In medical imaging and diagnostics, real-time analysis during procedures ultrasound, intraoperative imaging requires sub-millisecond inference on embedded hardware with limited power budgets. The same FPGA-compiled neural network approach is being explored here, and CERN's toolchain (HLS4ML is open source) provides a ready starting point.
In edge IoT and industrial sensing, the constraint is often power, not just speed. A model compiled into an ASIC or FPGA consumes orders of magnitude less power than the same model running on a GPU. For battery-powered sensors or remote monitoring equipment, this is the difference between viable and unviable.
The Architectural Lesson I Keep Coming Back To
There's a pattern in how the best data systems are designed that the CERN architecture exemplifies cleanly:
Understand what you actually need to keep, then build the minimum system that keeps it.
This sounds obvious. It isn't. The default engineering instinct is to keep everything store it all, filter later, decide downstream. The LHC makes that impossible. You have 25 nanoseconds. You keep 0.02%. You build a system that makes that decision correctly, at that speed, or you lose the signal forever.
Most data systems I work with don't face anything remotely approaching those constraints. We have time. We have storage. We can afford to be sloppy at ingest and clean later. The medallion architecture exists precisely because of that luxury land raw, refine downstream.
But there are contexts real-time fraud scoring, market risk calculation, claims triage where the luxury evaporates. Where the event happens once and the decision has to be made now. And in those contexts, the design philosophy CERN has been forced to adopt small, fast, hardware-first, decision at the edge is the right one.

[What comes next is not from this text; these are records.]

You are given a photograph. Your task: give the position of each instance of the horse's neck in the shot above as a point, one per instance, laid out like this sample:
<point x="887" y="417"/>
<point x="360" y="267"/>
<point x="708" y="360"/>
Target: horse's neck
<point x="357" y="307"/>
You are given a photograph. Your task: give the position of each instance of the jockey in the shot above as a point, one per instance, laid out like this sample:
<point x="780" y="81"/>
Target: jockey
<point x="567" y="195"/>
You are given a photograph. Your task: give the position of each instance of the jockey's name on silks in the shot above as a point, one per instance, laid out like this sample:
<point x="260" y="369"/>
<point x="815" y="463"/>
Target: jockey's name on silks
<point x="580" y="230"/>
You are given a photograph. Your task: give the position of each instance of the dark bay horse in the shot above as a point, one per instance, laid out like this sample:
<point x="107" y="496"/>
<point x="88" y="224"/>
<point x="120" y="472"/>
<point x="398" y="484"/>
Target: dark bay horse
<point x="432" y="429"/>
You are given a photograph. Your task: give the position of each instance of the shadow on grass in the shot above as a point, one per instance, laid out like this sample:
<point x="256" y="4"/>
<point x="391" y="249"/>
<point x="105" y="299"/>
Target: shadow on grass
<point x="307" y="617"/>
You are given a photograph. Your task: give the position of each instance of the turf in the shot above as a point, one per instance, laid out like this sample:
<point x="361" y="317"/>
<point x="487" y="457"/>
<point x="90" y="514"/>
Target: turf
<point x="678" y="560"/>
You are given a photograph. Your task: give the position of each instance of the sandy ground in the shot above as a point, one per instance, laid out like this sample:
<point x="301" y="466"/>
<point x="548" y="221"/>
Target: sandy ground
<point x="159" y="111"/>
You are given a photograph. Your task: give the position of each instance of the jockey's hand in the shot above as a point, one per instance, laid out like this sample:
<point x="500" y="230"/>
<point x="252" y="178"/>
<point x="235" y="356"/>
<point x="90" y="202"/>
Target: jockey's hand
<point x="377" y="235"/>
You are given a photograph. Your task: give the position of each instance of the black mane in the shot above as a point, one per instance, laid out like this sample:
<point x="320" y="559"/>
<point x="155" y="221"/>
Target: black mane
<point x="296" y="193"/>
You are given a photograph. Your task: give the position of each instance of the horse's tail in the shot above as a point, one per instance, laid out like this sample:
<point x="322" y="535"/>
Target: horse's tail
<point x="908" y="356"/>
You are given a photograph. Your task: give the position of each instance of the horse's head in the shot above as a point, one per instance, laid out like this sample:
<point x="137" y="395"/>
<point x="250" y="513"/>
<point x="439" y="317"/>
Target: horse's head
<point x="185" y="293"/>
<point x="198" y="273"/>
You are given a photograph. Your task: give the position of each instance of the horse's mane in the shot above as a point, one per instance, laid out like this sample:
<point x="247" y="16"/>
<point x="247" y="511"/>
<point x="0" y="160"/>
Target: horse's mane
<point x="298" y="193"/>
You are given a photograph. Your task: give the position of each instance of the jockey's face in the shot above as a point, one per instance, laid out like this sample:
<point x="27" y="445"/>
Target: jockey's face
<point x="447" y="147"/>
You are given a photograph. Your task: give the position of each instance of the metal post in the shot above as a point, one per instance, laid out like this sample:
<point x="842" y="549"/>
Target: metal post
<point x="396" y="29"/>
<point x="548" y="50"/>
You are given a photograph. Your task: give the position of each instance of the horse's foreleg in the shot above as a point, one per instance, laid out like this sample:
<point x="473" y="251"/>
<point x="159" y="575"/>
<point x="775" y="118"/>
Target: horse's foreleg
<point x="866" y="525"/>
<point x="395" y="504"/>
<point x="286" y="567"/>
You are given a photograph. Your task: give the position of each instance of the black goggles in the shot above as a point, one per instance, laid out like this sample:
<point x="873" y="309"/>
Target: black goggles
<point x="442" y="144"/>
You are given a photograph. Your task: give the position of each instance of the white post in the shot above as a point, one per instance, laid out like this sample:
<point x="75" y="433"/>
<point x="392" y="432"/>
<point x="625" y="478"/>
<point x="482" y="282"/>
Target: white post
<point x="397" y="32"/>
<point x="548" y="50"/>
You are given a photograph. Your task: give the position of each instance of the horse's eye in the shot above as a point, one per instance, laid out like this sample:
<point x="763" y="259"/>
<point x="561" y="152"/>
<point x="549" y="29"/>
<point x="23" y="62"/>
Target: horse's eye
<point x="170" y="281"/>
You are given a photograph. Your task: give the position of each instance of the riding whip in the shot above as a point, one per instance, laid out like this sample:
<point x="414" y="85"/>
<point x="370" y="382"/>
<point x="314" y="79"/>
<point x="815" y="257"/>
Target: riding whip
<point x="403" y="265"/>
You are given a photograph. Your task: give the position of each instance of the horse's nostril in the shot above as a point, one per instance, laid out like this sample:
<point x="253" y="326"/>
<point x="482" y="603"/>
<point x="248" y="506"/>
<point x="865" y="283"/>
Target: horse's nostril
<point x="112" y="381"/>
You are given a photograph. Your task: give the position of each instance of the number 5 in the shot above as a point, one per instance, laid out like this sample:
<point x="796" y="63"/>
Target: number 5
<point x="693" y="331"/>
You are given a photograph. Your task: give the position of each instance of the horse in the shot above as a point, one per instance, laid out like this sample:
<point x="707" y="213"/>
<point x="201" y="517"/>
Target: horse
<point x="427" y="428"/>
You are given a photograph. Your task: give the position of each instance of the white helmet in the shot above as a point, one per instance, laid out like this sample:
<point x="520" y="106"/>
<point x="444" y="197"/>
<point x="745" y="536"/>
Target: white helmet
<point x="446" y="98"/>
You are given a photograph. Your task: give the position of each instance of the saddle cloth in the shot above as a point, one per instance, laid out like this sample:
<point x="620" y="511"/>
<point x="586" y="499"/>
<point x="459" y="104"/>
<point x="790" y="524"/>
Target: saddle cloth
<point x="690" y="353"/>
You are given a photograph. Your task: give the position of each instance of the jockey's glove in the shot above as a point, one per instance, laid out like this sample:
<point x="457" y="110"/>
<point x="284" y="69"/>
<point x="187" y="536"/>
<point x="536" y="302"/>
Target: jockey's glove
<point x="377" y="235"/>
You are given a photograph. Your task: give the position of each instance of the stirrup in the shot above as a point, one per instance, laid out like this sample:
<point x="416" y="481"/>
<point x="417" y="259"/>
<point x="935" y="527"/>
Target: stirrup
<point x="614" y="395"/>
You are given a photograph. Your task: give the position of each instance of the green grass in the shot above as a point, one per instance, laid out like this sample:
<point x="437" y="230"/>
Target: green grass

The LHC is an extreme case. But it's extreme in a direction that more systems are going to find themselves moving toward, as real-time data volumes grow and the expectation of immediate intelligent responses increases.
Closing Thought
The most counterintuitive thing about CERN's AI work is this: they are running some of the most consequential AI inference in the world literally deciding which signals from the fundamental structure of matter are worth keeping on models so small they fit in a chip floorplan you could draw by hand.
Meanwhile, elsewhere in the AI industry, the conversation is about whether GPT-6 will need a nuclear power plant.
Both directions are real. Both have their applications. But CERN's work is a reminder that the most impressive engineering is often not the biggest it's the most precisely fit to the problem.
40,000 exabytes in. One petabyte out. 50 nanoseconds per decision. Zero second chances.
That's a data engineering problem. And they've solved it with a neural network smaller than a thumbnail.
Source: "CERN Uses Tiny AI Models Burned into Silicon for Real-Time LHC Data Filtering" TheOpenReader, March 28, 2026. Primary technical sources: AXOL1TL V5 architecture (CERN Twiki), arXiv:2411.19506 (Real-time Anomaly Detection at the L1 Trigger of CMS Experiment).